Sin limpiarse, el hombre tomó la carta que le tendía Murali. Detrás, en un nicho abierto en la pared de la casa, reposaba una estatua roja gigante de Ganesha, con su vientre abultado. Había una mujer gorda, rodeada de niños gorditos, sentada en un catre de mimbre. Y desde más allá, llegaba el hedor de una criatura dedicada exclusivamente a comer y defecar: un búfalo de agua, sin duda.
—¿Sabía que el Gobierno le ha pagado a la viuda otras ocho mil rupias? —le dijo Murali—. Si todavía le queda deuda pendiente, ahora es el momento de cobrarla. Ella está en condiciones de pagar.
—¿Usted quién es? —le preguntó el prestamista con ojillos suspicaces.
Murali vaciló un instante:
—Soy el comunista de cincuenta y cinco años —dijo.
Quería que lo supieran. La vieja y Sulochana. Ahora ambas estaban en sus manos. Lo habían estado desde el día en que habían pisado su oficina.

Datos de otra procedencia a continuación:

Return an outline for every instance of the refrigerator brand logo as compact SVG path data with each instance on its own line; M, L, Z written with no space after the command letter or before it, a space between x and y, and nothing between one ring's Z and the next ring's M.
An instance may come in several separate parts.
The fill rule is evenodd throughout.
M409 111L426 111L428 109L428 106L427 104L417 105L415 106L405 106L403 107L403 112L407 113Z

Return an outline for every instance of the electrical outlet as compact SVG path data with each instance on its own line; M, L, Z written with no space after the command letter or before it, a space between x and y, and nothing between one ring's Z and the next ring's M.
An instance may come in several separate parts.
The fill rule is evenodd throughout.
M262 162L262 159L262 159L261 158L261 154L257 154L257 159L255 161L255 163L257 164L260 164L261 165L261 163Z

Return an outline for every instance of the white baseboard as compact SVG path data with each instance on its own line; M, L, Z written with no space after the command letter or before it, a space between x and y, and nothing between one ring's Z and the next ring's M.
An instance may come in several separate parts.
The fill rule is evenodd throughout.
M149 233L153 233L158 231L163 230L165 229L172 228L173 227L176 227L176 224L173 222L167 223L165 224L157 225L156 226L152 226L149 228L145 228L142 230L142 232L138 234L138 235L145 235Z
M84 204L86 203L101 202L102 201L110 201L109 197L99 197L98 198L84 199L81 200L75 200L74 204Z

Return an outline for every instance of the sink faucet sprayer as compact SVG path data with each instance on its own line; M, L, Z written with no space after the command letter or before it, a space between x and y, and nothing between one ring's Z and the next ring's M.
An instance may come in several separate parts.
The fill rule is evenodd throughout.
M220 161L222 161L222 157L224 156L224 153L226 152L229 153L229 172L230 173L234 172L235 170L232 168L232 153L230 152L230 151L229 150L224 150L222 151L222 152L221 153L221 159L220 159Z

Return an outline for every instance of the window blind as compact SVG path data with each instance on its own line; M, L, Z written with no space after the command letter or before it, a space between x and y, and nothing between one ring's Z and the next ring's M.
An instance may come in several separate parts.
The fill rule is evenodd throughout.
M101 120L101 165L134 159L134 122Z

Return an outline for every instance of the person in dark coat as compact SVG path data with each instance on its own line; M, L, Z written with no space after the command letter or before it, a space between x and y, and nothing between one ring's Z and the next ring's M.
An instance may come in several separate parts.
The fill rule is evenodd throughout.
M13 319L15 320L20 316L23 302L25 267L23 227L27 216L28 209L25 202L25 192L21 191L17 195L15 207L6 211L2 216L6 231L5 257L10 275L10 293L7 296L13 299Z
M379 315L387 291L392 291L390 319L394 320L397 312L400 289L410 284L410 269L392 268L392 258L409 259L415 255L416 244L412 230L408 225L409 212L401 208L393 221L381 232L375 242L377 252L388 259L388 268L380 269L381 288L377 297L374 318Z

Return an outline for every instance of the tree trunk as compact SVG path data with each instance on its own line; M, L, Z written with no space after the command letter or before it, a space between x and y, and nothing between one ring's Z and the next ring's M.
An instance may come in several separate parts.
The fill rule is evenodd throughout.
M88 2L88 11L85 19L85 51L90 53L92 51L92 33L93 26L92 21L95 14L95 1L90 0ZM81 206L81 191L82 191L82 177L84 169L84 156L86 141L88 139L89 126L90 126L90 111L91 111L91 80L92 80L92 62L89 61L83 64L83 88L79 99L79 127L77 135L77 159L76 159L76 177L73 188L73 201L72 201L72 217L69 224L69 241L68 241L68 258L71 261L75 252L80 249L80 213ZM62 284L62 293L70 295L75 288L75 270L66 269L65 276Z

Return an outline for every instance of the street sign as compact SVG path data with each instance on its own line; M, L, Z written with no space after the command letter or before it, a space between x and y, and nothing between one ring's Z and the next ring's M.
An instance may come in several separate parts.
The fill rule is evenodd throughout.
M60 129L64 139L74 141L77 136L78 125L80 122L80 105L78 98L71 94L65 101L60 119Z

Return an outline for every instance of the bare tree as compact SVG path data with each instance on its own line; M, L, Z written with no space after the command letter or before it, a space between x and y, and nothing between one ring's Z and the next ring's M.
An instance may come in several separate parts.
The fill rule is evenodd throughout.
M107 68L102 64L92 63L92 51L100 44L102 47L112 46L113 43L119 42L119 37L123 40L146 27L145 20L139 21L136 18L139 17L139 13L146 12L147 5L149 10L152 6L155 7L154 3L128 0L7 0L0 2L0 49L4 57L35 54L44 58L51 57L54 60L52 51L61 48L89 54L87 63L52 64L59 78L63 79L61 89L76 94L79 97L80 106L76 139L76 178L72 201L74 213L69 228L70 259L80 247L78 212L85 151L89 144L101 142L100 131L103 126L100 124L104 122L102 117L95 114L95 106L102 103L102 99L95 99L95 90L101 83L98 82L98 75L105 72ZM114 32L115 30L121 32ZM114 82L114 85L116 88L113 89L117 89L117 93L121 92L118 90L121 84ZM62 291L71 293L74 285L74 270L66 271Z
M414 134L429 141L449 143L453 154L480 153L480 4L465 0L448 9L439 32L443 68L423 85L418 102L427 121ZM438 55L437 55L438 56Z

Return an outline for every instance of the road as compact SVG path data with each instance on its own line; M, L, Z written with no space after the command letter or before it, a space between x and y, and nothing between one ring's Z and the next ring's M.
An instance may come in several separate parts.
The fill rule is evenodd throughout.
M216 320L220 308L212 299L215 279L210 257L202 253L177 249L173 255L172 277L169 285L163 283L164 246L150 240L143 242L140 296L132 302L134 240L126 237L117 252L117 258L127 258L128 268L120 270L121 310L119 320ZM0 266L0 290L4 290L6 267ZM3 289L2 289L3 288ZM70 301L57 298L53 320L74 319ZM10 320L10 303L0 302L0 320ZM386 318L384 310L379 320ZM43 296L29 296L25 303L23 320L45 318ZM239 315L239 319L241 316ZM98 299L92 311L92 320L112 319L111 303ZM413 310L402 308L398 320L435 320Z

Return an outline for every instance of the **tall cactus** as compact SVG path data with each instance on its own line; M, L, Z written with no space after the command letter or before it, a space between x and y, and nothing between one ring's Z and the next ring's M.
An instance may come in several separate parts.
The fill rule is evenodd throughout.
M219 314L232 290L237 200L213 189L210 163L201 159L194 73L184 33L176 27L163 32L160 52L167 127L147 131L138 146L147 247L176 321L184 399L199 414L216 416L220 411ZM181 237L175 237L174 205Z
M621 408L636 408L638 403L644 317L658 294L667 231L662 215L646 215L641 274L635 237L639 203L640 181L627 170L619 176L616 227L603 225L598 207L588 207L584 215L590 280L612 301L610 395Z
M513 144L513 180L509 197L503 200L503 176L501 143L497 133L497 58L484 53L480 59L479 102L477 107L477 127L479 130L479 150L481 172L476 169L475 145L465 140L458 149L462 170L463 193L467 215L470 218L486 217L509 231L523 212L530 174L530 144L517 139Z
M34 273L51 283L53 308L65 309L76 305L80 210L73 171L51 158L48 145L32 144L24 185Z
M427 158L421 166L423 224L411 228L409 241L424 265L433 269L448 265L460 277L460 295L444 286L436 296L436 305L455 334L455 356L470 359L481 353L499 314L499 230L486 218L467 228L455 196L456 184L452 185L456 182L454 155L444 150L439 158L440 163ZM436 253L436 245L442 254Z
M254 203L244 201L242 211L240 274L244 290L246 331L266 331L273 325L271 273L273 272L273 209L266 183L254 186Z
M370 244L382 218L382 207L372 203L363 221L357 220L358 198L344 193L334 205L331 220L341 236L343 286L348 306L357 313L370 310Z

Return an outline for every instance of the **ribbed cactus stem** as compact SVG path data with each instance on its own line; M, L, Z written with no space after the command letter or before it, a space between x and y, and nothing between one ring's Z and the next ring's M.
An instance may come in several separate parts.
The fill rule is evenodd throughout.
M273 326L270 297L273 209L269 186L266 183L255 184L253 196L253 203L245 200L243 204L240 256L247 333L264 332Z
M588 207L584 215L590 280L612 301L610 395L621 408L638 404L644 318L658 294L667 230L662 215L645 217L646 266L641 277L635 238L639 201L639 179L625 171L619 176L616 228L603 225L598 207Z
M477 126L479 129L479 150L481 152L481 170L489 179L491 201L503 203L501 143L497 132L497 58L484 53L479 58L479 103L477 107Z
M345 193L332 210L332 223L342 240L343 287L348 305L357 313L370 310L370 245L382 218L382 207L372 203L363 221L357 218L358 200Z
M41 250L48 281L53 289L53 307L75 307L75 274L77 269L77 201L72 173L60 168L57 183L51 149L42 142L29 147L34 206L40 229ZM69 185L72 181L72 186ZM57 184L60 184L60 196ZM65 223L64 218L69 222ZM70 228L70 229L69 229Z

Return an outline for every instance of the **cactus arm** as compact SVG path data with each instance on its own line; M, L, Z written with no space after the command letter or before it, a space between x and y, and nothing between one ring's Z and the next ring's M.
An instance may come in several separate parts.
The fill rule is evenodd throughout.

Cuando volvió a su casa, encontró una carta del camarada Thimma debajo de la puerta. Seguramente la había dejado él mismo, porque ahora no tenía a nadie para hacer entregas.
La tiró sin mirarla. Comprendió, al hacerlo, que estaba deshaciéndose para siempre de su afiliación al Partido Comunista de la India (Marxista-Maoísta). El camarada Thimma, sin una taza de té que llevarse a la boca, seguiría soltando discursos él solo en aquella sala sombría, acusándolo de haberse sumado a los Bernstein, a los Trotski y a toda la legión de apostatas.
A medianoche continuaba despierto. Permanecía tendido mirando el ventilador del techo, cuyas aspas iban cortando la luz de las farolas de la calle y la convertían en breves destellos blancos: llovían sobre él como las primeras partículas de sabiduría que había recibido en su vida.
Contempló mucho rato el borrón reluciente de las aspas del ventilador. Luego, bruscamente, se levantó de la cama.